In this video clip, Marc demonstrates how to import tweets into NodeXL using the Table Mountain and mayor of Cape Town examples and applies the three network phases of social media success. The sense of community that emerges from dense relationships is key. In this video clip Marc talks about the different kinds of Twitter social media networks and some more examples where SNA has been applied to a variety of scenarios and research. I enjoyed the stories about Katy Pearce (how the government in Azerbaijan used fake accounts to denounce protesters, check out her blog) and Diane Cline (six degrees of Alexander the Great, paper here). Marc clearly shows that all data applies (even ancient Greek texts!) and NodeXL can be used for mapping a range of social relationships, not just those that happen on social media.

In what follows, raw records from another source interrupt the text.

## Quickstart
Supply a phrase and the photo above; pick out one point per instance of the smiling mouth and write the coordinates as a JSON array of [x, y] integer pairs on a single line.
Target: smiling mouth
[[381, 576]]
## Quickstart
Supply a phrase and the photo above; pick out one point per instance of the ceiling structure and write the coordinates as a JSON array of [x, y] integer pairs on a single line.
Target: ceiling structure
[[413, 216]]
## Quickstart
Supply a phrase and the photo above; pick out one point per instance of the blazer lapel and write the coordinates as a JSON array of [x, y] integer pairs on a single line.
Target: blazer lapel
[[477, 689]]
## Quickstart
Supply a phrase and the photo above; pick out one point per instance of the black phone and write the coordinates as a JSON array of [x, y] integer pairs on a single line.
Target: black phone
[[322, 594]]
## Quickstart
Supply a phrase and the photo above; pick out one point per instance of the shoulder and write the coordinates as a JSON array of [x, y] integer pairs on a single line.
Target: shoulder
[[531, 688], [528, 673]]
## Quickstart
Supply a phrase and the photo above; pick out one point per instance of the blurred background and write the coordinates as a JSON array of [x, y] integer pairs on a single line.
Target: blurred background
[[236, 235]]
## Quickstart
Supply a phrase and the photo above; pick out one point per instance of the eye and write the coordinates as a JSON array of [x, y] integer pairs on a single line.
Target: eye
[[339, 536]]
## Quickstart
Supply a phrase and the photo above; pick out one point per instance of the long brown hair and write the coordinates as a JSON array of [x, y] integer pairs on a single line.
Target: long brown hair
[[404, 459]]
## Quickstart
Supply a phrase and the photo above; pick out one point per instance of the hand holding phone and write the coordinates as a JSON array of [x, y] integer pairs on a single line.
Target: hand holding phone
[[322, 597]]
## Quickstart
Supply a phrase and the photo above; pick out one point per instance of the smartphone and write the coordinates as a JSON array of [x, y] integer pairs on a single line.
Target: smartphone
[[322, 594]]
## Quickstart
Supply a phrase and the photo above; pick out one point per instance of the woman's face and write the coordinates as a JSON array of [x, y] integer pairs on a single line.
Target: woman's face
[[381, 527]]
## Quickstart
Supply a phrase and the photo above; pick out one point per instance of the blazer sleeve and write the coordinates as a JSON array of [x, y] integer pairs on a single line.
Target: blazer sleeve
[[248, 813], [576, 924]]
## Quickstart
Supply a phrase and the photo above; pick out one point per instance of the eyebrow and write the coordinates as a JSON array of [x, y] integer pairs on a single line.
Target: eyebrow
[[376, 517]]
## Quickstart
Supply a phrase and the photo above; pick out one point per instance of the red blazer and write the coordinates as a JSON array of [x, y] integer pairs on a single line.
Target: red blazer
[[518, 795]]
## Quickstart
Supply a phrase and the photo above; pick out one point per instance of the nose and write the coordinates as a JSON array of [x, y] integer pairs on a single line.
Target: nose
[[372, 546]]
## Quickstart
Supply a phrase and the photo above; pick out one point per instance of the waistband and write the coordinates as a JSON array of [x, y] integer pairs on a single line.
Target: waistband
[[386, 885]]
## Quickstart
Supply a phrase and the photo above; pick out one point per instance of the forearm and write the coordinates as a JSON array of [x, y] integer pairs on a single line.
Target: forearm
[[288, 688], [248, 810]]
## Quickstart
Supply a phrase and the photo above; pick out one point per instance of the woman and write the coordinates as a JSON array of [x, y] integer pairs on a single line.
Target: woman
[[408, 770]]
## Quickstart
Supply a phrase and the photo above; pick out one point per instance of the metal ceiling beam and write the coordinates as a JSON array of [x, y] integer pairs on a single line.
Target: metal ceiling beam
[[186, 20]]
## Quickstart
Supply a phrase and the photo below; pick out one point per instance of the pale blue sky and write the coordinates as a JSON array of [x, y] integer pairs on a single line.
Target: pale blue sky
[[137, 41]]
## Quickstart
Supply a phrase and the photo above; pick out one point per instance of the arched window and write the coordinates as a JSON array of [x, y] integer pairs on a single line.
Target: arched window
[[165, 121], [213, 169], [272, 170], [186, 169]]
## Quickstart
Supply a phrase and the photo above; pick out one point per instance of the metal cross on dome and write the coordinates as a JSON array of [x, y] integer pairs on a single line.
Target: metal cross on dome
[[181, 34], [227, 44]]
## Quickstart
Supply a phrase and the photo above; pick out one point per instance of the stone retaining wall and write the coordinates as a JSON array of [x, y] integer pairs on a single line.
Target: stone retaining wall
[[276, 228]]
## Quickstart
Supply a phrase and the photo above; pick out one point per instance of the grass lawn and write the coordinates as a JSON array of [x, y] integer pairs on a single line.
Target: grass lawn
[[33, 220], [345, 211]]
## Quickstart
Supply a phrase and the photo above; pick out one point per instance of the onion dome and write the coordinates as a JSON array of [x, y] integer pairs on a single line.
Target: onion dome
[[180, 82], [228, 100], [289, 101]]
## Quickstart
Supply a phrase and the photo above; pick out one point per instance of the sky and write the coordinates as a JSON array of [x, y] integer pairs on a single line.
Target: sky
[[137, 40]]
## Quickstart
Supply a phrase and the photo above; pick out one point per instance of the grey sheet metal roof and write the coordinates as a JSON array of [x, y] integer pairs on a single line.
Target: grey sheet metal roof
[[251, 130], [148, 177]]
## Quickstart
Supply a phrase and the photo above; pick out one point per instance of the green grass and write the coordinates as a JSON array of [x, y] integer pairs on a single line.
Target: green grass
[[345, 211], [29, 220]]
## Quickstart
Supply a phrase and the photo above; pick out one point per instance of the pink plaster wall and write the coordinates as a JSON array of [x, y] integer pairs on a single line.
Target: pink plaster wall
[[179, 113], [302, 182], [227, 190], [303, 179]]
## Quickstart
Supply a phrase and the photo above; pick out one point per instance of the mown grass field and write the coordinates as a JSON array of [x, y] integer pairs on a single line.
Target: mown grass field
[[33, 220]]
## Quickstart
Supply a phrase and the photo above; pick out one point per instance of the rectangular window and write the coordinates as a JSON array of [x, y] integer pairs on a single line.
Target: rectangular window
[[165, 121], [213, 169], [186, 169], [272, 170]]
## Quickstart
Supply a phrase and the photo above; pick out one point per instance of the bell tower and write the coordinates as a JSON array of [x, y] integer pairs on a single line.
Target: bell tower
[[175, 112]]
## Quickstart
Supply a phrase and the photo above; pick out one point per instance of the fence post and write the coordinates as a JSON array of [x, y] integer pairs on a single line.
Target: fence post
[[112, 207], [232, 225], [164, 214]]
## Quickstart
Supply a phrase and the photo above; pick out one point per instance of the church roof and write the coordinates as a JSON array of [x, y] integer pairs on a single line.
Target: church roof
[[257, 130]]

Some of my CILT colleagues doing work in the area presented at the workshop (programme here). Tony Carr talked about how he is using SNA to map networks and different networked discussion spaces within the e/merge Africa community (the discussion space on the community portal and its Facebook page). Sarah Goodier looked at authorship connections in science publications and online visibility. These connections help us to understand the dissemination and discoverability of science research in the Global South and beyond.

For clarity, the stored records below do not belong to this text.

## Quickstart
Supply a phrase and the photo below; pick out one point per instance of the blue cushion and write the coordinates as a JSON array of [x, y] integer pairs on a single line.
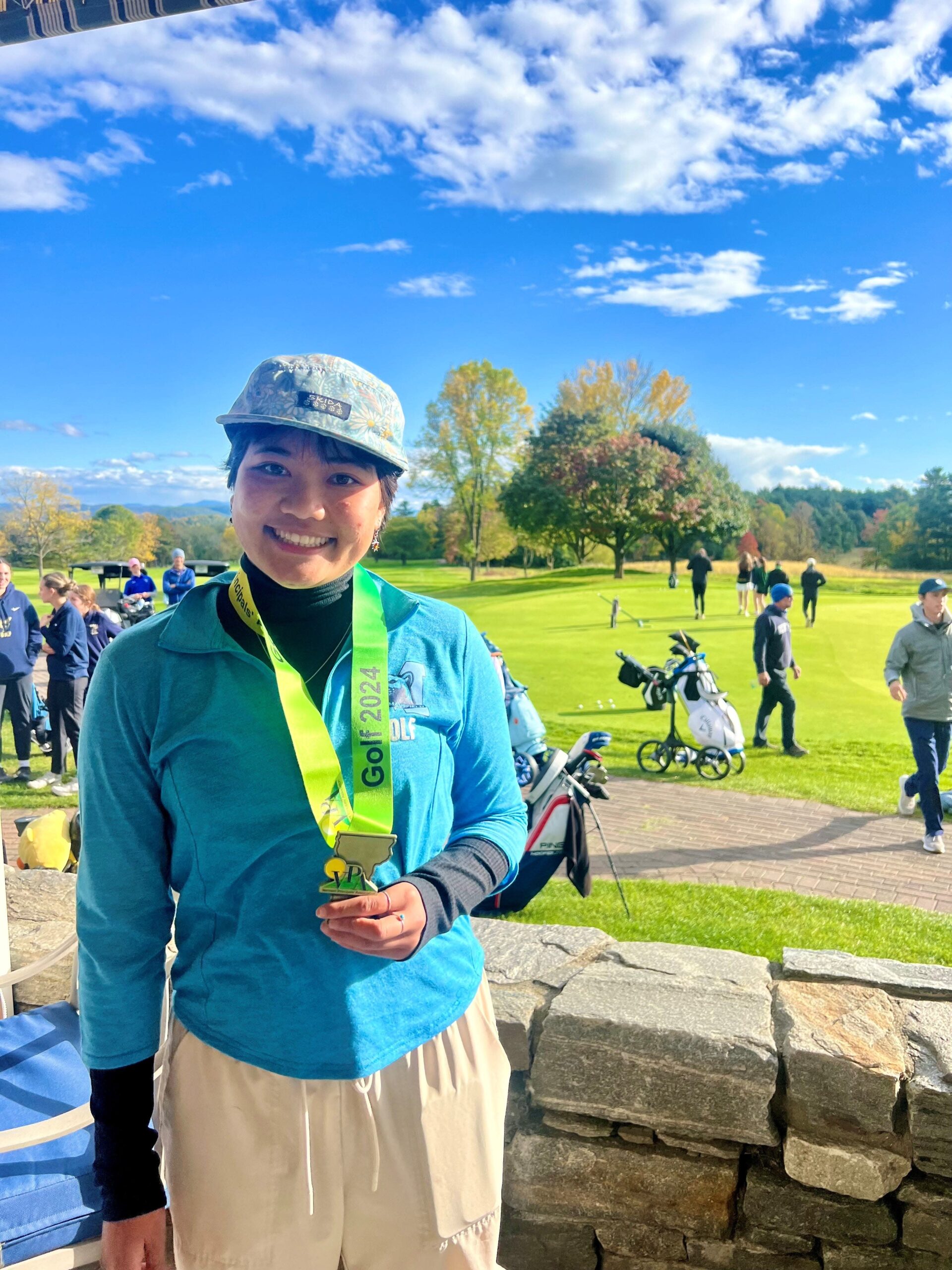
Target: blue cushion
[[48, 1194]]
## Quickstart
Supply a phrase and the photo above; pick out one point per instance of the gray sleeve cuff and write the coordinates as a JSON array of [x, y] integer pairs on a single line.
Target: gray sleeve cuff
[[455, 882]]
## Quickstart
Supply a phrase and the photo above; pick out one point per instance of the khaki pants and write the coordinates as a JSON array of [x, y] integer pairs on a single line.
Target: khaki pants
[[399, 1171]]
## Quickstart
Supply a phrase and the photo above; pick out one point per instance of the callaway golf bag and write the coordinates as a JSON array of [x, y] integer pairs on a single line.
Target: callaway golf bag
[[556, 788]]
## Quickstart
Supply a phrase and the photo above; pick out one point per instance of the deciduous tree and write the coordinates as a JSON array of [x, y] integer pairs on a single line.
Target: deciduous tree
[[933, 518], [800, 532], [407, 538], [45, 520], [769, 524], [535, 501], [699, 497], [617, 480], [627, 394], [470, 441]]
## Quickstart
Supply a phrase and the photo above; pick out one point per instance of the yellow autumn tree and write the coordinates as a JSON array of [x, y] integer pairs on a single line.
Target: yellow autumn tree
[[45, 520], [473, 436], [627, 394]]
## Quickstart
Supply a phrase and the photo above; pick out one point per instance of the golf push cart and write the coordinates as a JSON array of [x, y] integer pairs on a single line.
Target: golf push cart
[[130, 610], [719, 737]]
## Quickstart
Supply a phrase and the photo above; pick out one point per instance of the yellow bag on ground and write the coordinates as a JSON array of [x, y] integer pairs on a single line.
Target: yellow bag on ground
[[48, 842]]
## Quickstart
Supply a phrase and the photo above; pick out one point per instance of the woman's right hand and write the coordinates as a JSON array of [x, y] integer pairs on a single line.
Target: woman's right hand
[[137, 1244]]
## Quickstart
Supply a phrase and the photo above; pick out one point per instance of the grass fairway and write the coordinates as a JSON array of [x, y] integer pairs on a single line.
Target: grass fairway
[[555, 635], [762, 922], [554, 632]]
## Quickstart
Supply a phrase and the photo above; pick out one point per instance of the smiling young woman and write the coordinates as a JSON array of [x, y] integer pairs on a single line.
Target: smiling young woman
[[334, 1089]]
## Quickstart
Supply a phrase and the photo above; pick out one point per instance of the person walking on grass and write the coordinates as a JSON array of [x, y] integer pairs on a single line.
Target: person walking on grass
[[774, 657], [178, 581], [777, 574], [758, 575], [334, 1090], [21, 642], [919, 676], [139, 587], [101, 628], [746, 564], [67, 662], [700, 566], [810, 582]]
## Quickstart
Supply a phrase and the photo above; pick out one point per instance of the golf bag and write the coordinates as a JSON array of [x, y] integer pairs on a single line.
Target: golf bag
[[649, 679], [527, 733], [40, 723], [555, 789], [711, 718]]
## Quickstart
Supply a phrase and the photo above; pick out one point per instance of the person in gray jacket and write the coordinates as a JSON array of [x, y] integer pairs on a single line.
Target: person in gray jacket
[[919, 676]]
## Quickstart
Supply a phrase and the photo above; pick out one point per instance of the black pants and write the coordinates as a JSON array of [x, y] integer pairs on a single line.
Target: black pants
[[776, 694], [64, 701], [17, 697], [931, 751]]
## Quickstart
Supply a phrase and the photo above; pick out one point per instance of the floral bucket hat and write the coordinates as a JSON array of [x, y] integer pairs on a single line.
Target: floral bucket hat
[[324, 394]]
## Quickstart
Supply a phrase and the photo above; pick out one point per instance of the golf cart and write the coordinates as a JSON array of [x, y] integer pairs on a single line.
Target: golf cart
[[112, 575]]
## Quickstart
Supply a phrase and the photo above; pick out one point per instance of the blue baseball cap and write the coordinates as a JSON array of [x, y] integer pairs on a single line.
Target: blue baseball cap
[[324, 394]]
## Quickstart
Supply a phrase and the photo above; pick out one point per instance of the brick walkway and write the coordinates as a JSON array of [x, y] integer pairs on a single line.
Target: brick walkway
[[677, 833], [748, 840]]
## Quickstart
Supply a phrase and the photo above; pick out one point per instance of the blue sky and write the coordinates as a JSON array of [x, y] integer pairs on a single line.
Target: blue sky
[[756, 194]]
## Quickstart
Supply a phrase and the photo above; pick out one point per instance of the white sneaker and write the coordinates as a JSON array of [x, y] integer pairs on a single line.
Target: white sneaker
[[907, 802], [41, 783]]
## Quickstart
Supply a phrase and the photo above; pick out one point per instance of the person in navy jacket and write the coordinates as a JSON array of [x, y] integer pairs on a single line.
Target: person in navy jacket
[[21, 640], [67, 661], [178, 581], [140, 586], [101, 628]]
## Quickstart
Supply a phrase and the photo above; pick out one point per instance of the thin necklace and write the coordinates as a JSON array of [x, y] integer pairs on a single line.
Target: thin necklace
[[333, 653]]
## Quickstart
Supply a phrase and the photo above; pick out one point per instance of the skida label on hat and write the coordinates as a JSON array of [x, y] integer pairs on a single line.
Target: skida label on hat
[[327, 405]]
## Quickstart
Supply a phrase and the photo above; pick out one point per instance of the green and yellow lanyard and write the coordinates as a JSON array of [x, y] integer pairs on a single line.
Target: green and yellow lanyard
[[358, 835]]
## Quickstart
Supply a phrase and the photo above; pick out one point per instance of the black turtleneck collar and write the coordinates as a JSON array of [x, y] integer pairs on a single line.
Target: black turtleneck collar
[[287, 604]]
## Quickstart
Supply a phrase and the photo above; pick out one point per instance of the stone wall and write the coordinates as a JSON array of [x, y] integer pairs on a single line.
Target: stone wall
[[41, 912], [678, 1107]]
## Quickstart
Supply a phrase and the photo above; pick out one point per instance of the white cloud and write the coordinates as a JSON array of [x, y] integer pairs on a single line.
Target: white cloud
[[861, 303], [50, 185], [622, 106], [762, 463], [799, 173], [434, 286], [207, 181], [64, 430], [386, 246], [696, 285], [117, 478]]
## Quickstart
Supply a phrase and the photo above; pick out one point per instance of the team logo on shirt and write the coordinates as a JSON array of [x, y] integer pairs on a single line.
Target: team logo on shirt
[[407, 698]]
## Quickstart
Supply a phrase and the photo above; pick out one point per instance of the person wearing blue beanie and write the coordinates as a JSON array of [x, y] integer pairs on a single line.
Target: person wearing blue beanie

Media Honours student Inez Patel gave an insightful presentation on how she used SNA to contrast social media around The Shining Girls by Lauren Beukes and Ron Irwin’s Flatwater Tuesday. She honed in on Facebook newsfeed algorithms and participation on author fan pages. Ron lectures in the Centre for Film and Media Studies and Inez used the findings from her thesis to inform the design of Ron’s website for his novel.
Kyle Findlay from TNS Global Brand Equity Centre presented on lessons learnt from mapping the South African Twittersphere. He analysed tweets three months prior to the national election (ahem… A million tweets – what a hairball of connections!), which was also SA’s first election where social media was used in a significant way.
My PhD supervisor Associate Professor Marion Walton did a cross-platform social media content analysis based on images, Facebook posts and tweets emerging from riots in Sasolberg, better known as the Zamdela protests. Marion asks us to question the implications of inequality and how these influence our public sphere and how discourse is disproportionately affected by who has access. She asks whose pictures of the riot did we see? Who gets heard or seen? She noticed the dominance of online and print media and found that pictures online came from traditional channels and very little citizen media – protesters did not tweet pictures, possibly due to data costs. She argues that while people have access, this does not translate into visibility. Her presentation also has implications for local journalism and a better understanding of citizen media and participation which is still rare, despite increased access to smartphones.
While I love social media and am intrigued by social connections online, I presented on the use of SNA to map offline relationships. I used NodeXL as part of my PhD thesis to contrast children’s play patterns with digital games in after-school settings. Of course this involved a lot of manual data entry. Learning about SNA and getting my sociograms right took about 6 months of my PhD. I presented on this work, reflecting on some of the ways that SNA can enhance traditional research as well as some of the limitations people need to be aware of when using it. Marc shared some interesting thoughts on how I could apply this kind of work to settings in education which is highly relevant to my current work. My presentation below and description is available here. My thesis with the chapter on this work is available here.
A huge thanks again to Marion Walton for arranging such a fabulous event! I am excited to be part of a fascinating and growing research community and plan to use SNA and NodeXL in some of my research work going forwards.